For Patrick Sakyi, Monitoring and Evaluation Associate at Farmerline, increased yield can be achieved when farmers start adhering to recommended farming practices. “Farmers are hesitant about adopting new farming practices or crops. This is largely based on a devotion to tradition, sometimes dating back several generations,” Patrick says.
“These farmers need to be shown proof that new practices will result in a better yield. But the adoption of these farming practices require the use of quality inputs such as seeds and fertilizer which most farmers may not be able to afford outright, hence access to loans or simple input facilities are needed.”
Schandorf also argues that providing the price of farm produce will help increase yield. “With prices often undergoing fluctuations on a weekly or even daily basis, farmers need to access up-to-date price information. This helps them not only choose when and where to market crops, but also enables them to better bargain with buyers to ensure they receive fair prices,” he says.
“When they have received fair prices for their yield, they will be encouraged to grow more crops.”
With majority of farming dependent on rains, Patrick makes the case that sending voice call messages and SMS about weather information (in a farmer’s own local language) is also important.
“Changing temperatures and erratic rainfall have reduced yield in Ghana.

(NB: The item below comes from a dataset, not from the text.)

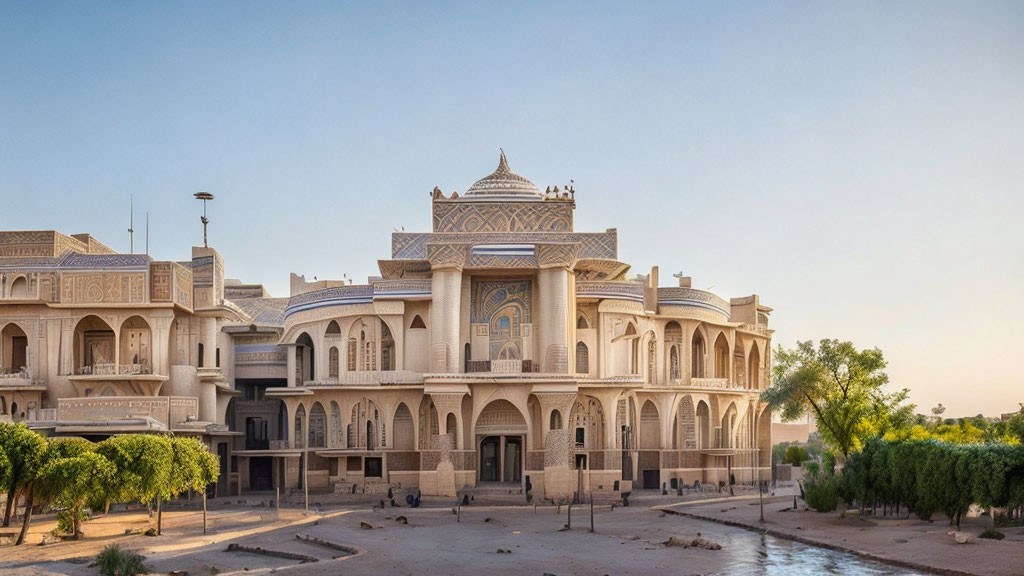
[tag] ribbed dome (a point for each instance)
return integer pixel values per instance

Farms are especially vulnerable to climate variations and weather extremes, and thus suffer unduly.” he says. “Providing farmers with weather information, like Farmerline is doing, will enable them make informed decisions, better manage risk and take advantage of favorable climate conditions,” he adds.
Increasing yield amongst smallholder farmers in Ghana is important and necessary. When the aforementioned conditions are put in place, Ghana will have an opportunity to return to self-sufficiency in food and become a chief exporter of agricultural products to the world.